David Kindig, in a HealthAffairs blog, asks what we mean when we say “population health”.
“Many progressive healthcare organizations are doing cutting edge population health management, but are also working with other partners on total population health across geographic populations, such as the approach Health Partners board has taken in the Twin Cities. In such cases, it would be appropriate to label these efforts as population medicine expanding into total population health.
”Semantics like this can seem arcane, but they also ensure that we clearly understand each other. For the next decade we need to be clear about these two ways of thinking about population health, how they interact, and the important work going on in both of them.”
• To measure the quality and cost of care, payers identify which provider is accountable for which patient. It can be a messy process.
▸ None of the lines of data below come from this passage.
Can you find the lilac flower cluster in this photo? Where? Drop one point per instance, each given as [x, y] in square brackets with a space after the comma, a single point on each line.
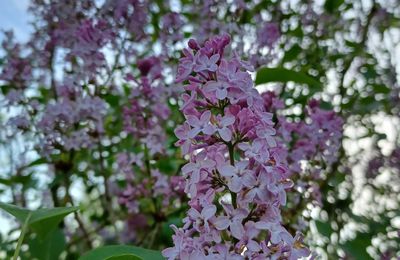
[309, 146]
[73, 122]
[148, 109]
[145, 118]
[236, 177]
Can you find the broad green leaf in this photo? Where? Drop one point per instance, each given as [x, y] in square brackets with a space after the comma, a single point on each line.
[47, 248]
[124, 257]
[381, 89]
[267, 75]
[108, 252]
[324, 228]
[357, 247]
[42, 221]
[292, 53]
[332, 5]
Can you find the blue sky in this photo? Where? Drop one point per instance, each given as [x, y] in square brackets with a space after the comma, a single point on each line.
[13, 15]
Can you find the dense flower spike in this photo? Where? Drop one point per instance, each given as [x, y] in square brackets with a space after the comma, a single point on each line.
[236, 179]
[145, 118]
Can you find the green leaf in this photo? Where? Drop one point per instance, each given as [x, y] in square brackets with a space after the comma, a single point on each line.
[267, 75]
[358, 246]
[47, 248]
[381, 89]
[124, 257]
[42, 221]
[110, 252]
[292, 53]
[332, 5]
[324, 228]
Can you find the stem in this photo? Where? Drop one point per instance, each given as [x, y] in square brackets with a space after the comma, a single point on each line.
[232, 161]
[21, 236]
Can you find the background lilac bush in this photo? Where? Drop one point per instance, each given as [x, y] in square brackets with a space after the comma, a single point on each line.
[205, 129]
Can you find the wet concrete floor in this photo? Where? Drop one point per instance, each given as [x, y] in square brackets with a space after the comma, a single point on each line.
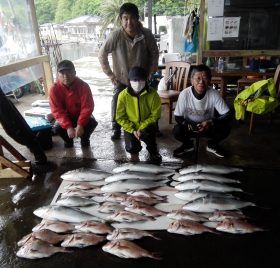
[257, 154]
• Most payers attribute patients to primary-care physicians, but a patient with chronic or urgent conditions may see a specialist physician more than a PCP.
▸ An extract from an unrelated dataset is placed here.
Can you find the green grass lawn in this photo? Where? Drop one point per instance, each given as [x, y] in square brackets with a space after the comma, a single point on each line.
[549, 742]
• PPO patients can move from provider to provider at will.
• Most attribution depends on retrospective data, usually from the prior 12 months. But that makes it difficult for physicians to predict and address patient needs in the year ahead.
• Nonetheless, some population-health experts say attribution data can improve outcomes.
As H&HN notes, “no matter how attribution is set up, it has the potential to create physician frustration and resistance, especially if it affects the amount of supplemental payments for patient coordination and management, or if doctors are penalized based on results from other providers a patient may see.’